Whether it was the work of the fetish or of Lady Frith, Leah did not know, but she found herself seated at the table with Askew on her right hand.
The young man looked flustered, and ill at ease. "I'm so sorry!" he began apologetically, and, as she thought, tactlessly.
"That you're my neighbour?" she interrupted sweetly. "How unkind!"
"No! But I never knew he was your husband."
"Who? Mr. Berring?"
"Don't make it harder for me," he entreated softly. "I've been calling myself names ever since we parted."
"You should have left that to me, Mr.
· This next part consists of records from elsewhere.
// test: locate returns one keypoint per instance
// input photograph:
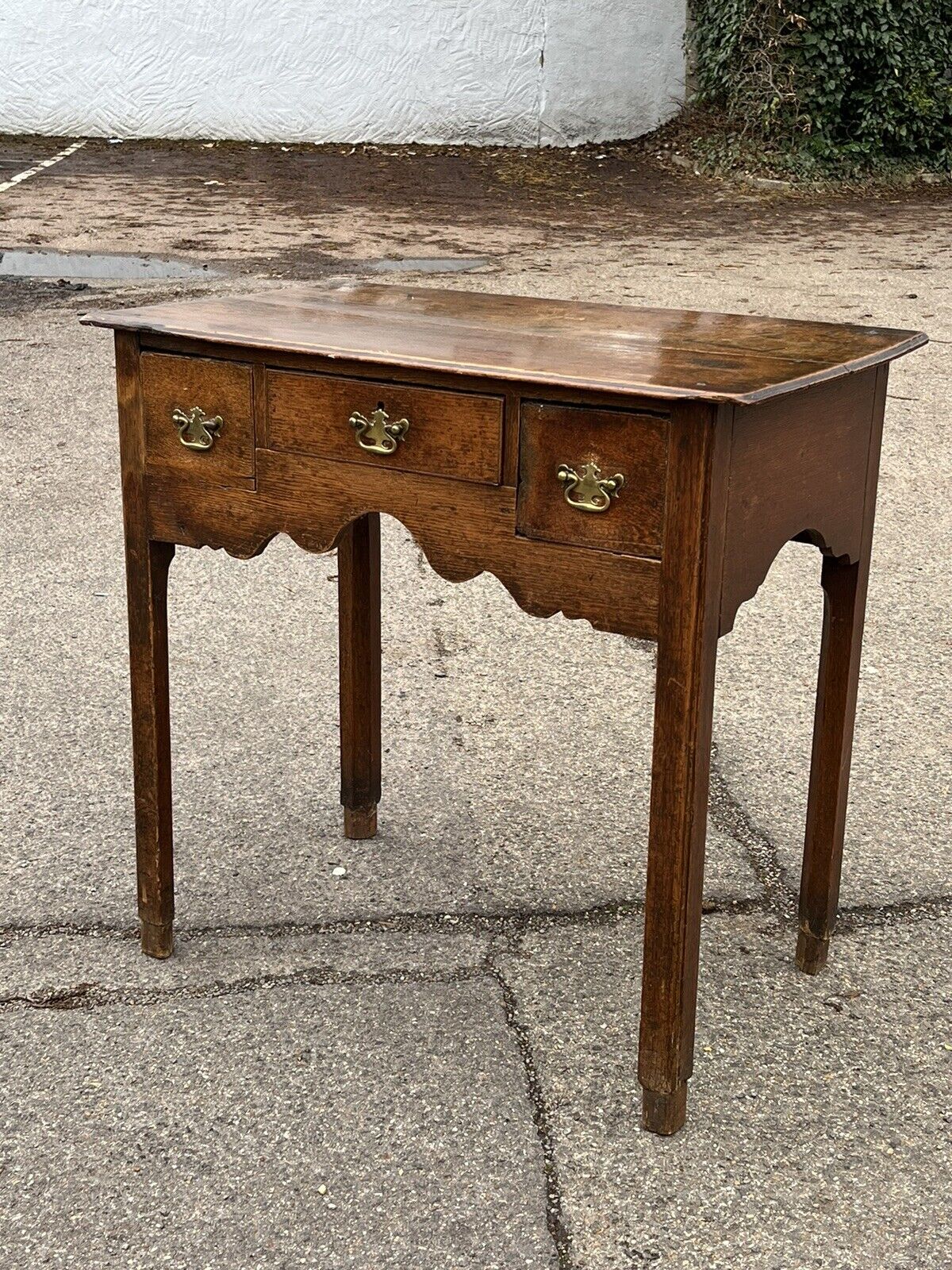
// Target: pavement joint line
(731, 817)
(541, 1118)
(93, 996)
(40, 167)
(501, 922)
(505, 922)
Askew."
"There's nothing in it, you know," he stuttered, heedlessly. "Of course, she never married him."
"I hope not, for the sake of morality," said Lady Jim, lightly, and thinking that the soup was worse than usual. "However, it doesn't matter. My husband is a modest man, and sometimes drops his title when travelling. I daresay, as Mr. Berring, he thought he was free to make love."
"But he wasn't," protested Askew, with a glance towards the unconscious Jim, who apparently had not recognised him.
"You should tell him so."
"I intend to--in the smoking room."
Lady Jim looked at him imperiously, and softened her voice to a very direct whisper. "Don't make trouble," she said, in a somewhat domineering tone; "that will do no good and much harm. And after all, married or unmarried, every man has a right to admire a pretty woman."
"But not to make love to her," muttered the young man, with another vengeful glance.
"I am no casuist," replied Leah, calmly; "and you should be pleased that things are as they are. You can now return to Lima, or Rosario, and marry the lady."
"She wouldn't have me!"
"Is she so much in love with Mr. Berring, then?"
"Please don't, Lady James. I can't talk like this to you."